Perry invokes Galileo in defending his climate change doubts
GOP White House hopeful Rick Perry stood behind his doubts about climate change at his first debate appearance Wednesday night — and suggested Galileo would have his back.
Perry invoked the Italian scientist — who drew the Catholic Church’s wrath in the 1600s for arguing the Earth revolves around the sun — in claiming that human-induced climate change is an unsettled theory.
Perry, on the stump last month, alleged that a “substantial number” of climate scientists have manipulated data to win money for projects. But he declined, when asked Wednesday, to name scientists he finds most credible on the topic.
Former Utah Gov.
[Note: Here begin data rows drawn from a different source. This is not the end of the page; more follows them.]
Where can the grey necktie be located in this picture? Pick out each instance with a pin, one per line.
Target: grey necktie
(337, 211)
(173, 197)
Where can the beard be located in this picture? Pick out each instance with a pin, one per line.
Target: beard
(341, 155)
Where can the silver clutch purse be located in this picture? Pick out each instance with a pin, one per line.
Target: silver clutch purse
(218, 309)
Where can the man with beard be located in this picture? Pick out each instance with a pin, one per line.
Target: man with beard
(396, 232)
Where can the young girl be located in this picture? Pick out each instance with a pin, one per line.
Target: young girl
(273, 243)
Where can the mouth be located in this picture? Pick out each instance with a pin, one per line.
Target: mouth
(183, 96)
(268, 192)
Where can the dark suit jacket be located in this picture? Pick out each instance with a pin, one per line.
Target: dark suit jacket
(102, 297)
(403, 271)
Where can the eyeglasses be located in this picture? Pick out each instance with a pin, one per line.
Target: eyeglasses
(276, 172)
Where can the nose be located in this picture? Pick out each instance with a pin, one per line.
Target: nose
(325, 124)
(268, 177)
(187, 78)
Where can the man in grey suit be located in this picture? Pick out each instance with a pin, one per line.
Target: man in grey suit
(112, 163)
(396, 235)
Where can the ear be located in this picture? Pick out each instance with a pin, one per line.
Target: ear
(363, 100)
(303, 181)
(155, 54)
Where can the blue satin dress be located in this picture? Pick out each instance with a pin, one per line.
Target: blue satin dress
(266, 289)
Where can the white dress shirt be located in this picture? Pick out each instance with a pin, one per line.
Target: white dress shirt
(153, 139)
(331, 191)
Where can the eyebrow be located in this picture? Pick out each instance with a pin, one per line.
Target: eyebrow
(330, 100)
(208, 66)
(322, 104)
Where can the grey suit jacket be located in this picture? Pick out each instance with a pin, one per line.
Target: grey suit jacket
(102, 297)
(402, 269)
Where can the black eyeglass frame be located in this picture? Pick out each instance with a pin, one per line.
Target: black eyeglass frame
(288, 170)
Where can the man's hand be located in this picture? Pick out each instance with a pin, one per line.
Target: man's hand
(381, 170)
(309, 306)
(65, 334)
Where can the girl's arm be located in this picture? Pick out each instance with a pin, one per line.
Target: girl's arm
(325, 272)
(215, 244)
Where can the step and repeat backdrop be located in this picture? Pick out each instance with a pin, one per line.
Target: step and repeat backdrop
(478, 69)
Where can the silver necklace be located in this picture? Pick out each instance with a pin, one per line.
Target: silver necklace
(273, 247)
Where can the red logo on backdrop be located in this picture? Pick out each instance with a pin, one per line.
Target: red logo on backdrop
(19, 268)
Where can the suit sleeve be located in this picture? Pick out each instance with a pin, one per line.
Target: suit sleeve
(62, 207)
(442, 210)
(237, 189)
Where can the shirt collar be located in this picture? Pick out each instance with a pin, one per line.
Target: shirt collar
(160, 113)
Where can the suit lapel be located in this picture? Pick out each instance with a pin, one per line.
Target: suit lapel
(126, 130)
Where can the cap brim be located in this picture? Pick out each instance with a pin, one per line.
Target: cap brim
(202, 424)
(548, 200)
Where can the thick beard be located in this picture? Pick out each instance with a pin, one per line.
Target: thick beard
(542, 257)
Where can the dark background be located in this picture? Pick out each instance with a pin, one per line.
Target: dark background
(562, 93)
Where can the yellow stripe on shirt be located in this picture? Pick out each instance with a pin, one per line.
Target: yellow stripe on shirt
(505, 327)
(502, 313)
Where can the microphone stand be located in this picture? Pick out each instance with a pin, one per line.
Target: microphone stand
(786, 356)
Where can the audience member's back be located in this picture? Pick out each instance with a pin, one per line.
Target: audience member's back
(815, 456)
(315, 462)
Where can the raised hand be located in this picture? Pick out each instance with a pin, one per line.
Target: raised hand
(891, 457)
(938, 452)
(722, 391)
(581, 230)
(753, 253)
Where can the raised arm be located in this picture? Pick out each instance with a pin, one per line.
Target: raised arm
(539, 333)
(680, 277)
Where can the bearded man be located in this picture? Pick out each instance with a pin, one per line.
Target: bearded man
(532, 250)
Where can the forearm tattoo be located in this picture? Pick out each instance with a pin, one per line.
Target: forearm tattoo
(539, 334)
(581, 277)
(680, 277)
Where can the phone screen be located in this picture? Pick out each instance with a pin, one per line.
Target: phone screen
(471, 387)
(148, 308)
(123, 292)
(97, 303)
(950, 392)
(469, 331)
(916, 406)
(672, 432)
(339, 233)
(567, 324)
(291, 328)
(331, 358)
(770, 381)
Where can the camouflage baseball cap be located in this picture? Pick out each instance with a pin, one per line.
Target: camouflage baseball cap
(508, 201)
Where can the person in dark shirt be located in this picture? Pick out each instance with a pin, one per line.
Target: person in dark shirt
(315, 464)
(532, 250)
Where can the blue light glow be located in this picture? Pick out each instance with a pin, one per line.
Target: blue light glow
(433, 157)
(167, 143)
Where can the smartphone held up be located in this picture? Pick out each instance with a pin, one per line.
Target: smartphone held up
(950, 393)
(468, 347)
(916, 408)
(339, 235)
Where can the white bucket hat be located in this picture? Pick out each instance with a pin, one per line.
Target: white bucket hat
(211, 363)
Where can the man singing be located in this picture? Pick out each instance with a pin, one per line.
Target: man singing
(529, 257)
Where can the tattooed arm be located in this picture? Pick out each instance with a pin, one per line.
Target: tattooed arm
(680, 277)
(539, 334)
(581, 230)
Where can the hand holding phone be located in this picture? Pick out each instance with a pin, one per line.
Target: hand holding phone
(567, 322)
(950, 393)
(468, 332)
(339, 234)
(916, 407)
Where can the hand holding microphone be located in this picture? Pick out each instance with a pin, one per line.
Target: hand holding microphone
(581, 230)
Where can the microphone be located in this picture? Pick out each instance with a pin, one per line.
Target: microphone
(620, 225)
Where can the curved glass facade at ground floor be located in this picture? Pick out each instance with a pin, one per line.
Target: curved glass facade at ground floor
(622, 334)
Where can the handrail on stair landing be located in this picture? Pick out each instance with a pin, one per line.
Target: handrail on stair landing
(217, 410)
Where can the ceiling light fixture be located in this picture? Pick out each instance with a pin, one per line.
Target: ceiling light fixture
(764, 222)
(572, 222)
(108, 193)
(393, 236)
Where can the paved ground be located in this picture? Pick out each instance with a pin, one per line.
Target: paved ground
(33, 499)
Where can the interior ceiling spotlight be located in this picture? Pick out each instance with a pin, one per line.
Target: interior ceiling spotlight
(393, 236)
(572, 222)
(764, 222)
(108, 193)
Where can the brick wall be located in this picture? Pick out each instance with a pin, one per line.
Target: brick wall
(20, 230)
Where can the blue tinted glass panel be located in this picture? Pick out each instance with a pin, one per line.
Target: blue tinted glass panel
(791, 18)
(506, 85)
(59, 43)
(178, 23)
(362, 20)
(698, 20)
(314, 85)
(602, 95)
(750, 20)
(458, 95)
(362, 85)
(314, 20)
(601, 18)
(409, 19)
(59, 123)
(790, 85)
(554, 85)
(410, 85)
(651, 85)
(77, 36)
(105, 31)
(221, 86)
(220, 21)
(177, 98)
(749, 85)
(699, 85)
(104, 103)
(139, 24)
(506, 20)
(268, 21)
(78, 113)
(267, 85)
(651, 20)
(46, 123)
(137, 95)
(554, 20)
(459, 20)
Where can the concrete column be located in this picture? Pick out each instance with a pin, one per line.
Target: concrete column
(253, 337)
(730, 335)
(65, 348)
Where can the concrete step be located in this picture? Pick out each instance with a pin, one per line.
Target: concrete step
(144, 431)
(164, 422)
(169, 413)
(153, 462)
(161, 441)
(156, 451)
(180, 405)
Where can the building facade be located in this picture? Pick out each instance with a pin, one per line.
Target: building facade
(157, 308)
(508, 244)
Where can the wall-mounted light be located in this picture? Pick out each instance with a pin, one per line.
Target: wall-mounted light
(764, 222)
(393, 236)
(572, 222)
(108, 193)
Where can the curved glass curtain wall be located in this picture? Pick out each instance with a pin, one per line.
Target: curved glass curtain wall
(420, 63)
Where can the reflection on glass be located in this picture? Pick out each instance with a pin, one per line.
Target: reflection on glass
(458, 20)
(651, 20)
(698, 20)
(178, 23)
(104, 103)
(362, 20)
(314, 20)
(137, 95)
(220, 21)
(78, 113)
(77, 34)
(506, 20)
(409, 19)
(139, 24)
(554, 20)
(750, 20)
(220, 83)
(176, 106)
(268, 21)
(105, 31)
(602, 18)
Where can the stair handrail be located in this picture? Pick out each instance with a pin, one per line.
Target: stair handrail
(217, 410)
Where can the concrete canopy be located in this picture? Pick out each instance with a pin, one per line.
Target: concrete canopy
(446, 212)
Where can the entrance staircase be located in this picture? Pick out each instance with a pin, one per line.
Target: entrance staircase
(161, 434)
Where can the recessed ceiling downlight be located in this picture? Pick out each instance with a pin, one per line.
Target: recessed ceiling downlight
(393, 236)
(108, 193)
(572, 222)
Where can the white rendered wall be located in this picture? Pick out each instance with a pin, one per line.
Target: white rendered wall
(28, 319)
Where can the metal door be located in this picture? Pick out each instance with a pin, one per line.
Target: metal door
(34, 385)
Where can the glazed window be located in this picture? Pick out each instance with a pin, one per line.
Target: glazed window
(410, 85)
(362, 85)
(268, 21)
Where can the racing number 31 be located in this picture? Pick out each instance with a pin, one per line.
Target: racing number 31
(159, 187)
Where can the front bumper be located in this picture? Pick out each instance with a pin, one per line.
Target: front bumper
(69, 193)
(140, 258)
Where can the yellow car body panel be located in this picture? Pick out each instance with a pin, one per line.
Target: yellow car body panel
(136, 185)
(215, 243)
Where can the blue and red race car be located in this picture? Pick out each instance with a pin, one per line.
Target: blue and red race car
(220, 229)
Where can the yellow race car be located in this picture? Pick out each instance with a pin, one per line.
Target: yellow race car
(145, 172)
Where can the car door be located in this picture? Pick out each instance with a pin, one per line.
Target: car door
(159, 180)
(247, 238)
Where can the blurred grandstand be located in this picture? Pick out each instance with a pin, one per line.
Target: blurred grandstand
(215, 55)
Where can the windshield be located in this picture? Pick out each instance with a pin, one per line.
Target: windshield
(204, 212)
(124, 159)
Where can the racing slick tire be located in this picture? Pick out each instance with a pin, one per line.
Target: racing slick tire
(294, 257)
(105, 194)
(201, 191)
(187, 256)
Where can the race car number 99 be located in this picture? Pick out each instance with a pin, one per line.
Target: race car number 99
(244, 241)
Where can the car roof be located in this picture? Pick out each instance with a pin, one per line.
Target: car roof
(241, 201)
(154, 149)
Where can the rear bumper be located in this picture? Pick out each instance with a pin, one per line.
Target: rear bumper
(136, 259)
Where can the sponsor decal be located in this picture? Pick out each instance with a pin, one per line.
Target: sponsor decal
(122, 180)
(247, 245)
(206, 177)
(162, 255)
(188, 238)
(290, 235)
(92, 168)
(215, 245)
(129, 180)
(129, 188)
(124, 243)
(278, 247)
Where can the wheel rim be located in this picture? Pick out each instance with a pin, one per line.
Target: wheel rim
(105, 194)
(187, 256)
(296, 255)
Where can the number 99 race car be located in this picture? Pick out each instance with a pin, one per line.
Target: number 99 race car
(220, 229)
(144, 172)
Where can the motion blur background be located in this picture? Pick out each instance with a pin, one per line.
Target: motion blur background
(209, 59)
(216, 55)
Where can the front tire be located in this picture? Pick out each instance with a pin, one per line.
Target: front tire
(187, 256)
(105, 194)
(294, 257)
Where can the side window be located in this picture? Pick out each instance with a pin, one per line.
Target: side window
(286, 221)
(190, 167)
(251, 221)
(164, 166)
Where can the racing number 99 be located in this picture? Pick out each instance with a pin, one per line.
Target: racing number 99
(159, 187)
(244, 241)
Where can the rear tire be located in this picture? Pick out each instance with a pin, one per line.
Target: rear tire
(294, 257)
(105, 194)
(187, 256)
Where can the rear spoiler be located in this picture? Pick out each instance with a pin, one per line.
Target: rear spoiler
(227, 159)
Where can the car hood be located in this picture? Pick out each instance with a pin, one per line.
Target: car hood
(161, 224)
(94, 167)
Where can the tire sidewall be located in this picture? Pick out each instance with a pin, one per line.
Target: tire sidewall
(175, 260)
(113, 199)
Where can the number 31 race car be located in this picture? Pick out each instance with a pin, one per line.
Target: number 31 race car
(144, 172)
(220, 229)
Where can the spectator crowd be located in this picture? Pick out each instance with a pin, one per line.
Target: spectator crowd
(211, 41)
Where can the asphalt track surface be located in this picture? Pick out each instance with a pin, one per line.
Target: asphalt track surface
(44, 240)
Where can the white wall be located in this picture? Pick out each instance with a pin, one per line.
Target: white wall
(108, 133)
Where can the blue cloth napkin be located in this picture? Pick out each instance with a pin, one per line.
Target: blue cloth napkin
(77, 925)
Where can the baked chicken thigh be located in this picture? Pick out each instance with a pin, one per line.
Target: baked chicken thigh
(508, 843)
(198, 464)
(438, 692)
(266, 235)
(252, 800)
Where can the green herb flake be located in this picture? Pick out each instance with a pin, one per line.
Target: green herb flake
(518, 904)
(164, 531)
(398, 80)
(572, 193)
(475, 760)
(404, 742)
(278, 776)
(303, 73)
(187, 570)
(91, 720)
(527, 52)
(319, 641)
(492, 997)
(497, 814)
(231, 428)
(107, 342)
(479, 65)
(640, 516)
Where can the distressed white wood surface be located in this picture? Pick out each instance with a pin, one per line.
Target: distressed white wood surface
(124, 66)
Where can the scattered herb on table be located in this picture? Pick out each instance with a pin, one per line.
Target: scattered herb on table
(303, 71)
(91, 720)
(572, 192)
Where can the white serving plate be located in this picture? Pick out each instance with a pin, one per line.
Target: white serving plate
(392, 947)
Jon Huntsman (R), who is not a climate skeptic but is trailing Perry badly in the polls, said that running against the scientific consensus on climate change is a losing hand for the GOP politically.
“When you make comments that fly in the face of what 98 out of 100 climate scientists have said, when you call into question the science of evolution, all I'm saying is that, in order for the Republican Party to win, we can't run from science,” Huntsman said during the debate at the Reagan Presidential Library in California.
The vast majority of scientists argue that the planet is heating up and human activities — notably burning fossil fuels — are a major reason why.
For instance, the National Research Council, in a report this year, noted that climate change is “very likely caused primarily” by human-induced greenhouse gas emissions.